Imagine you run a complex application that is difficult to update with new features and also requires a lot of complex configuration settings before it can be deployed to your production systems. If at the same time, the number of commits of the new release is high and thus the number of the “moving parts” is high as well, you need to be extra careful. Add to that the relative number of vulnerabilities compared to the total lines of code.

Everyone can see deployments of these kinds of applications involve a lot of risks. Things can go wrong very quickly. Perhaps the sales team also measures the revenue per API request (for instance, a webshop that interacts with an external payment provider). In case this is your “number one” application which brings the greatest sums of revenue, you need to reduce those risks.

It’s obvious this application should not suffer from infrastructural issues like CPU overloads or low memory.
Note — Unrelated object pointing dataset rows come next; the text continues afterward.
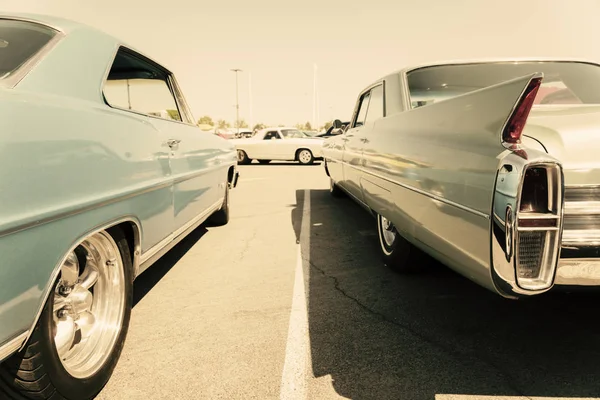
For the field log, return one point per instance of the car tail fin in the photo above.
(513, 129)
(490, 117)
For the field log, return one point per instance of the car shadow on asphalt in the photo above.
(430, 335)
(150, 277)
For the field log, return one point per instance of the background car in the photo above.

You should really limit the downtime when pushing a new release to production. The management should prioritize helping the team to improve ‘first time right’, reducing errors and re-work. Perhaps the project temporarily needs more budget to fix the technical debt. Without the information being combined it is hard to take such decisions since there are no facts. Metrics should produce facts to steer your business on.

Final words

Operational metrics collected from the infrastructure layer help an organization with the stability of their applications. CI/CD related metrics add more context to how well the DevOps teams perform, and where they need additional time and budget to improve.

When combining these two, it adds valuable insights to which business decisions the organization should make to grow and sustain their future. It gives them useful information to initiate new projects.